Like many ex-Detroiters, I spend a lot of time hearing shitty things about the city, but I can’t think of a single conversation I’ve had with someone who’s actually lived there that didn’t reveal how much they love Detroit and want it to do well. Part of why Detroiters love Detroit is that everyone else hates it. Part of it is that it’s a hard city to love, and that makes the affection one feels for it all that more intense. Looking through the window of a fifth-floor office downtown, the main color you notice as you stare over the city is green. That’s in part due to the partial and in some cases complete abandonment of many neighborhoods, leaving trees poking through rooftops and vines crawling across windows and walls.
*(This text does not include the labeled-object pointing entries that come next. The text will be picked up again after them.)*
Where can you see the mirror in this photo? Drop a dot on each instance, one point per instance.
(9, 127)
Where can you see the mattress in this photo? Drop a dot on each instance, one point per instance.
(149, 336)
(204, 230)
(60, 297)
The problems one always hears about Detroit—crime, drugs, gangs—are real, but they’re no longer the main story. These blights are typically due to overcrowding, and Detroit’s predicament is the opposite. After years of economic decline, Detroit no longer has a population sizable enough to sustain its geographic sprawl—this used to be one of the biggest cities in the Midwest, remember—and so the pockets of urban redevelopment that do exist are forced to do so alongside the surrounding decay. One fantasizes about somehow consolidating the remaining population, bulldozing the ruins, and recreating Detroit as the culturally vibrant, ethnically varied, mid-sized city it actually is. Maybe there’s something fascistic about the idea, but it’s frustrating to see so much potential struggling to emerge amid all those blocks of vacated land.
A few years ago, I was teaching a writing course in Boston, and one of the students turned in a story that began with the main character returning from a business trip to Detroit. As I read, I had to keep my annoyance under control as I encountered snide comments about the city—how the character had to step over bums and broken crack pipes to get into his hotel, how the sound of bullets flying kept him up at night, etc. None of this was the point of the story; the writer simply needed his character to return from somewhere, and maybe Detroit felt right (the point being that the Midwest is always a departure point but never a destination, perhaps?), and the writer plugged in whatever two or three things he thought he knew about Detroit and hurried on to the next scene. As a writing teacher, I tend not to intervene on my students’ content. I feel that students can and should write whatever they want, and my role is to help them with structure and mechanics. But I’m a human being too, and Detroit is personal to me, and so when we discussed the story in class, I asked the student if he’d ever been to Detroit. “Just the airport,” he said, “once.” (Detroit Metro Airport is actually in Romulus, about forty-five minutes west of the city.) I proceeded to give him my Detroit speech: the music and restaurant scene, the beautiful new lofts going up downtown, the DIA, the DSO, Riverwalk, home to four major sports teams (yes, we know about the Lions), the fact that Detroit’s over-reported problems with crime and poverty are in no way unique to Detroit but are to be found in every industrial town in the Midwest—there are slums in Cleveland, there are slums in Pittsburgh—but because Detroit is perceived as a black city, those problems are magnified through a racial lens by the media and accepted by people who aren’t curious enough to give the matter a second thought.
Okay, maybe I didn’t say all that. But when I was finished, the student asked what I would’ve thought about his Detroit references if I hadn’t lived there when I was younger.
I said, “You’re a good writer, so I probably would’ve believed you.”
This is the dangerous power of language.